The paper offers a systematic revision of discrepancies in the tagsets and principles of their application. The goal of this analysis is to identify which differences of annotation can be harmonized, and which are conditioned by genuinely dissimilar grammatical features.

The presentation will include a complete chart of correspondences between the tagsets for parts of speech and grammatical features. The major differences will be illustrated by cases studies, two of which are signalled below.

1) The Modern Eastern Armenian (MEA) treebanks offer context-dependent interpretations for values of some morphological features, whereas the Classical Armenian (CA) one follows the morphological principle, which requires to apply the same tag for each instance of a given morphological category. For example, the feature "Animacy" of the MEA treebanks has two values "Hum" (human) and "Nhum" (non-human), which are assigned to nouns based on the semantic interpretation of participants that they express. MEA does have the morphosyntactic expression of the contrast between human and non-human direct objects, which are flagged by the dative and nominative-accusative cases, respectively (Dum-Tragut 2009: 60-63); this grammatical information can be retrieved by a combination of tags "Case=Dat" + "obj" and "Case=Nom" + "obj", respectively. However, the MEA treebanks apply the values of the "Animacy" feature without regard to this morphsyntactic pattern, so that one finds combinations like "Animacy=Nhum|Case=Dat" + "obj". By contrast, the CA treebank assigns the values "Anim" (animate) and "Inan" (inanimate) of the "Animacy" feature to pronouns and deternimers that have parallel sets of forms corresponding to these values. Similar issues concern the features "Aspect" and "Voice".

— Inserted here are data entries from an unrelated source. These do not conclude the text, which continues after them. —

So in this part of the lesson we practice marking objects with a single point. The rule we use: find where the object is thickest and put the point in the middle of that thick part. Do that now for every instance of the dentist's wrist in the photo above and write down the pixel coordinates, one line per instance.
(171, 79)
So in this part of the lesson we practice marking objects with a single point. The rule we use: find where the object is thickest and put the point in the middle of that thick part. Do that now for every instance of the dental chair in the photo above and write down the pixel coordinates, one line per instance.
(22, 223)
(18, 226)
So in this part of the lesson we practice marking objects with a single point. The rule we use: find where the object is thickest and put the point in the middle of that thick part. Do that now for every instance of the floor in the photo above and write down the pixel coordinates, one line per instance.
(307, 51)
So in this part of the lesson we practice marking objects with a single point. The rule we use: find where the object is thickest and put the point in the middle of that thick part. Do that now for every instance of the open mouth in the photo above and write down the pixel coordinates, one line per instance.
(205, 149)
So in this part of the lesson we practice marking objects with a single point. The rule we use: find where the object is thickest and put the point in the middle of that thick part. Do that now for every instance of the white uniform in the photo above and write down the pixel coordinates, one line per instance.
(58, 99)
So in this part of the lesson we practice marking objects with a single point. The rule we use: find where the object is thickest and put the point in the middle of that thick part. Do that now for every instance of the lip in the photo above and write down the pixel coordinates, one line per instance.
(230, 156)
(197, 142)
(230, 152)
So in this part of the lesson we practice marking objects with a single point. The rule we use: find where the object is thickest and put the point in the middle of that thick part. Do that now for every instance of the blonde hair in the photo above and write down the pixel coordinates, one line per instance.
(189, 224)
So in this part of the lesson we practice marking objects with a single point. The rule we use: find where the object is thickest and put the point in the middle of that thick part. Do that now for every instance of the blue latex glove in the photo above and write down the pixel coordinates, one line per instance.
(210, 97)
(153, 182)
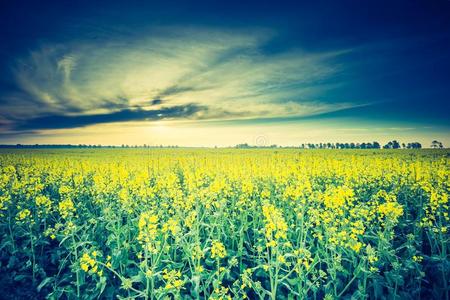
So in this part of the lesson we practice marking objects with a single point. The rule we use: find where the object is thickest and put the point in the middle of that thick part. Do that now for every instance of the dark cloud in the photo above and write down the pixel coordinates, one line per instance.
(63, 121)
(156, 101)
(176, 90)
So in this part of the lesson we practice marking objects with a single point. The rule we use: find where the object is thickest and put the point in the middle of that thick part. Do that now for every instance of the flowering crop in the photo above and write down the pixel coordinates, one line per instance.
(224, 224)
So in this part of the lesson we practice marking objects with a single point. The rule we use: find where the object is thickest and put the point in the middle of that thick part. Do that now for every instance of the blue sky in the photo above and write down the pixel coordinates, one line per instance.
(220, 73)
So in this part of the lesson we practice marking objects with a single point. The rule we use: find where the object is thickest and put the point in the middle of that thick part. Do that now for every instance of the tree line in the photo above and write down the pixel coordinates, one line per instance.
(366, 145)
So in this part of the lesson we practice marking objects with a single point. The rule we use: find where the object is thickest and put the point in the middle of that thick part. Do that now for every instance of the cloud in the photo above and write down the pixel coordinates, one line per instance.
(126, 115)
(227, 74)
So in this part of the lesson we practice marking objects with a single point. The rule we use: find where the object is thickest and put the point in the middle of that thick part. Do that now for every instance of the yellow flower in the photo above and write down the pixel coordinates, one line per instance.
(218, 250)
(66, 208)
(23, 214)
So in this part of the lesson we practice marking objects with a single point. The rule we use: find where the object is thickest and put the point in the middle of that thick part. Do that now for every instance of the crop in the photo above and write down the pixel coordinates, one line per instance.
(224, 224)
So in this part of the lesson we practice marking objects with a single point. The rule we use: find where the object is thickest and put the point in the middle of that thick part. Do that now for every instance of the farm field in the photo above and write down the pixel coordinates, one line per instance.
(224, 224)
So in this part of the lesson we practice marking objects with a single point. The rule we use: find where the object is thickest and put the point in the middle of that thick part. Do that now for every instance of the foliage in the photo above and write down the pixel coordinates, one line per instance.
(221, 224)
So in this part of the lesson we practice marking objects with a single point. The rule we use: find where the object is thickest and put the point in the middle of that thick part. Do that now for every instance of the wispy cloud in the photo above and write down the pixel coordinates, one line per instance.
(226, 74)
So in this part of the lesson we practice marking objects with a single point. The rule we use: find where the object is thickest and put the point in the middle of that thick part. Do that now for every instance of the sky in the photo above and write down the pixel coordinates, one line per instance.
(220, 73)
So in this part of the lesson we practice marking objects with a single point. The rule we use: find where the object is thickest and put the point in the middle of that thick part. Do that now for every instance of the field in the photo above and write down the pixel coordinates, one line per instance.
(224, 224)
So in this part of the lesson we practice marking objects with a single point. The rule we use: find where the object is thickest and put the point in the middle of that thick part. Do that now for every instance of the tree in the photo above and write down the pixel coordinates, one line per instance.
(436, 144)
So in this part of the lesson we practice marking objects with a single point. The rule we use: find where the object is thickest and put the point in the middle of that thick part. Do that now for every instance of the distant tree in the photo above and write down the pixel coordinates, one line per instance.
(436, 144)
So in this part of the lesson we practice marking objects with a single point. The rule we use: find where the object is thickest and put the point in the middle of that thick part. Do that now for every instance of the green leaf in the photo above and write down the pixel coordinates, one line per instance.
(44, 283)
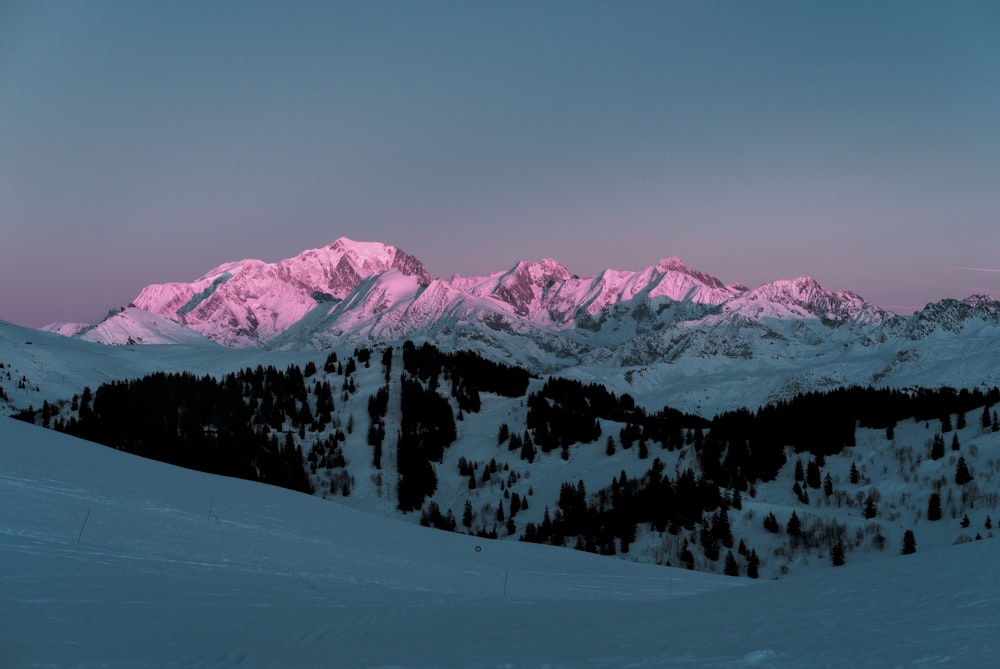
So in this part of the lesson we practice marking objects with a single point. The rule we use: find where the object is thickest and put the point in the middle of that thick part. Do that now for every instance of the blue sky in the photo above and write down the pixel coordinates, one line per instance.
(144, 142)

2) In the MEA treebanks, nouns with enclitic articles and verbs with proclitic negation particples are treated as single-token words carrying relevant features. By contrast, in the CA treebank, these structures are annotated as groups of separate tokens spelled without a space, and relevant features are distributed among the constituents.

The discussion of results can be helpful for developing hybrid multi-variant parsing models based on UD (see Vidal-Gorène et al. 2024) as well as for developing UD treebanks for other varieties of Armenian such as Middle Armenian or modern Armenian dialects.

References

Dum-Tragut, J. Armenian. Amsterdam/Philadelphia: John Benjamins.

Vidal-Gorène, Ch., Tomeh, N., Khurshudyan V. (2024). Cross-Dialectal Transfer and Zero-Shot Learning for Armenian Varieties: A Comparative Analysis of RNNs, Transformers and LLMs. In Proceedings of the 4th International Conference on Natural Language Processing for Digital Humanities (pp. 438-449). Miami, USA. Association for Computational Linguistics.